前払保証金(金法1906)

1 前払金の支払の制度は、請負者の資金調達を確保するとともに、請負契約
 解除の場合に地方公共団体が確実に前払金の返還を受けられるようにする
 ことが目的である。


2 出来確認が行われた時点で、公共団体に返還されるべき前払金が存在しな
 いことが確認されたものである。
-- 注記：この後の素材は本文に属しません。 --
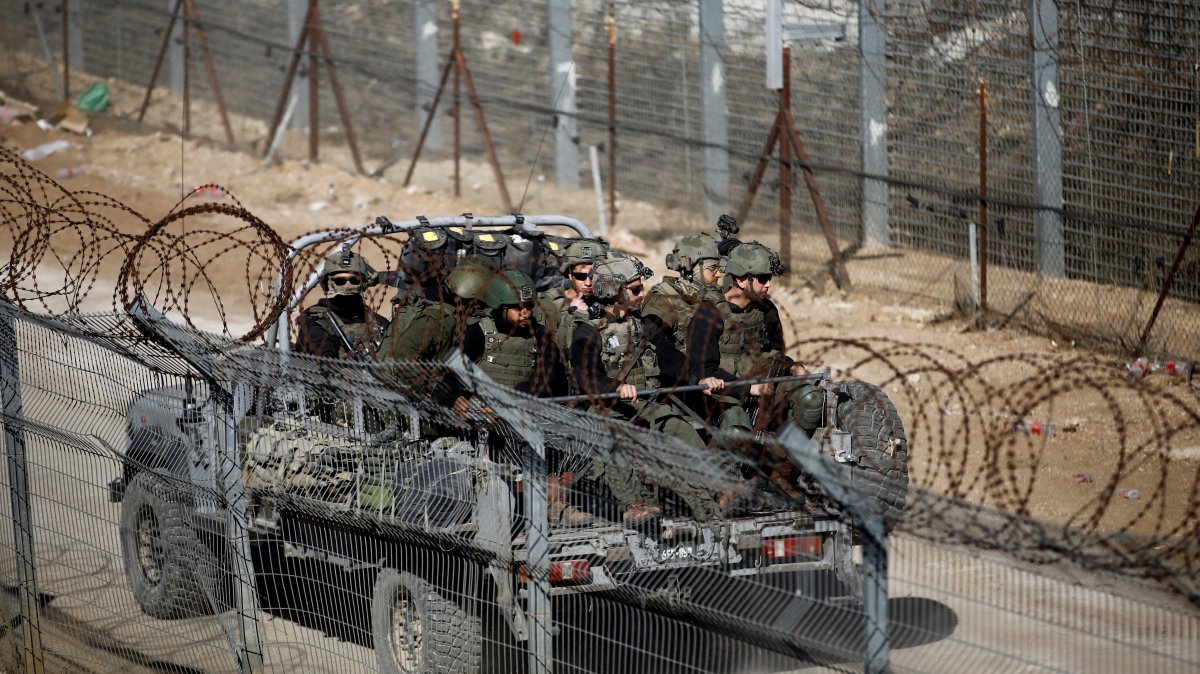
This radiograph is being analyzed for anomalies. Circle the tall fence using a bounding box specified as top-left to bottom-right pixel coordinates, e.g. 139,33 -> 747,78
0,303 -> 1200,673
4,0 -> 1200,357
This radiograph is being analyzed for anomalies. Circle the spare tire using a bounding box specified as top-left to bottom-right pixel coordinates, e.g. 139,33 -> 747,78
834,381 -> 908,531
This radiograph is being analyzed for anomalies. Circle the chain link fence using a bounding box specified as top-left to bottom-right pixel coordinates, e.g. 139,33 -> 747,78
0,296 -> 1200,672
4,0 -> 1200,357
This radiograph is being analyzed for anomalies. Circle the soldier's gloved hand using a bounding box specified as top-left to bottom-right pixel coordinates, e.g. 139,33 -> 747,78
697,377 -> 725,396
454,396 -> 470,420
750,384 -> 775,396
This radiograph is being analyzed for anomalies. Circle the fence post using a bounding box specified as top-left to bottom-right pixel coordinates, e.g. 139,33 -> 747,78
546,0 -> 580,187
700,0 -> 730,223
285,0 -> 308,131
1030,0 -> 1067,278
67,0 -> 85,73
169,0 -> 187,98
858,0 -> 892,247
413,0 -> 442,150
0,302 -> 44,674
214,379 -> 263,674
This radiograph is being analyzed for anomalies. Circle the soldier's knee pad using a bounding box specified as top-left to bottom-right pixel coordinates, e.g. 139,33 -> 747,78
787,384 -> 824,433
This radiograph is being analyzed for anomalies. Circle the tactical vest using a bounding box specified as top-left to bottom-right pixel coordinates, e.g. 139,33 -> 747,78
642,276 -> 725,353
716,301 -> 767,379
304,305 -> 386,359
479,315 -> 538,389
587,315 -> 660,389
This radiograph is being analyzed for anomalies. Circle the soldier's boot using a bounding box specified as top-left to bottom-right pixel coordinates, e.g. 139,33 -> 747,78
546,475 -> 600,529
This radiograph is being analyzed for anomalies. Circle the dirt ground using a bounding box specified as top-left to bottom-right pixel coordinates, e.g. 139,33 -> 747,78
0,69 -> 1200,540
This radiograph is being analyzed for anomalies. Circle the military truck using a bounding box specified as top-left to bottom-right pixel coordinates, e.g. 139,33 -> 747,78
110,216 -> 907,673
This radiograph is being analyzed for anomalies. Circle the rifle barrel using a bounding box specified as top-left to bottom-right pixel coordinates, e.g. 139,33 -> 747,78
541,369 -> 829,403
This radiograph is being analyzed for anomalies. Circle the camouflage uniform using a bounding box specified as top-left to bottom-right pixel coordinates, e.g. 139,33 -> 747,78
295,248 -> 389,359
569,254 -> 718,520
378,259 -> 497,361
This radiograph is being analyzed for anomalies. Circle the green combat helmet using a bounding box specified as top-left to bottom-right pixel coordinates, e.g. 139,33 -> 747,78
666,234 -> 721,273
446,258 -> 497,301
592,257 -> 644,302
484,269 -> 536,309
562,239 -> 608,275
725,241 -> 775,278
320,243 -> 379,295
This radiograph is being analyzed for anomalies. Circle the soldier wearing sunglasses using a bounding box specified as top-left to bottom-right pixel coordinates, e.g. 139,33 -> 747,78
686,242 -> 822,441
295,245 -> 389,359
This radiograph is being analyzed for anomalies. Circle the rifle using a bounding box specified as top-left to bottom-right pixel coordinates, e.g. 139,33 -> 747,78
329,312 -> 373,361
540,368 -> 829,403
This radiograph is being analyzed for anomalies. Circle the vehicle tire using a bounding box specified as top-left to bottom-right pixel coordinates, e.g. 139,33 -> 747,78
371,568 -> 482,674
121,471 -> 223,620
838,381 -> 908,531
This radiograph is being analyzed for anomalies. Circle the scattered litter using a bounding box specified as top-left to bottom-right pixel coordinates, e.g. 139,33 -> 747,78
0,91 -> 37,124
1008,419 -> 1056,438
186,182 -> 226,199
20,140 -> 71,162
1126,356 -> 1194,380
76,82 -> 113,113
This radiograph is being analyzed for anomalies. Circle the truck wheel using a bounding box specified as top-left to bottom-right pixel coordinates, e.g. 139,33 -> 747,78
838,381 -> 908,531
121,471 -> 221,619
371,568 -> 482,674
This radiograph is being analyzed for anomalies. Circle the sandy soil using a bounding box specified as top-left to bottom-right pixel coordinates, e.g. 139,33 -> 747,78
0,68 -> 1200,546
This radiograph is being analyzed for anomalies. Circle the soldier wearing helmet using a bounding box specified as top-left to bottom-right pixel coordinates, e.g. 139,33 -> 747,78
295,243 -> 389,359
454,270 -> 596,526
642,234 -> 724,391
538,239 -> 608,349
688,241 -> 822,441
568,257 -> 716,525
379,258 -> 499,360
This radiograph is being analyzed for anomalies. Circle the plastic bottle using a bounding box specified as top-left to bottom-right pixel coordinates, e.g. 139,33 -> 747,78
1009,419 -> 1057,438
20,140 -> 71,162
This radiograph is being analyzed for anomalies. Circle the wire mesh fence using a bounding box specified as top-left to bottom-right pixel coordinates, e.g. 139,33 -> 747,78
0,139 -> 1200,672
5,0 -> 1200,356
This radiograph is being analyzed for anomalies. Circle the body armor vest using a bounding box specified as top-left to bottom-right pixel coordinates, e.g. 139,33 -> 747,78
716,301 -> 767,379
642,277 -> 725,353
589,314 -> 659,389
479,315 -> 538,390
304,305 -> 386,359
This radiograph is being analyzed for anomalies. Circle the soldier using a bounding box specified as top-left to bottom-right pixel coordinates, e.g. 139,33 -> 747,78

出来高確認の結果、破産財団に帰属すべき
 残余財産の額も確定したとはいえる。


3 出来高確認よりも前の時点では、本件信託契約の目的を達成し又は目的を
 達成することができなくなったとして信託が終了した上、破産管財人に帰属
 すべき残余財産が特定したものと解することはできず、未だ残余財産として
 破産財団には移転していないというべきである。


4 保証中に、工事が請負者の責任で工事続行不能となった場合に、工事出来
 高が既払金を下回っていればその部分に相当する額を、保証会社が請負者に
 代わって発注者または工事完成保証人へ弁済する。保証会社は、上記弁済に
 より、前払金返還請求権および前払金預金残金返還請求権に弁済代位する
 ことになる。


5 制度の詳細なあらましは、「公共工事の前払金保証制度における前払金
 専用口座の法的性格」(金法1627号42頁)


6 委託者ないし保証会社は、対抗要件なくしてもその権利移転を対抗でき、
 預金債権の自己への帰属を主張できる。保証会社は、破産管財人に対し、
 預金名義の変更を請求することができる。


7 前払金預金債権は通常の普通預金とは異なることはなく、これに対し業者
 への貸付金との相殺の期待を有するのは、妥当と考えられるとの考え方も
 ある。


8 否定説の論拠
  ① 銀行が、このような債権に対して有する相殺の期待は希薄である。
  ② 特定の目的、とくに下請業者に帰属させるとの目的のために預託され
    た預金は、相殺には供し得ないというものであった。
 これに対し、
  ① 停止条件付債務に関する相殺に関する最近の学説の趨勢は、本件の
    ような相殺にも当てはまる。
  ② 信託当初の目的は既に消滅しているし、破産手続中で下請人が優先的
    に配当に預かれる保障もなく、相殺が個別具体的な事情から破産債権
    者間の公平を害すると見られる場合には、最判平成17年にいう「特段
    の事情」か相殺権濫用で対処すればよいとの反論がなされた。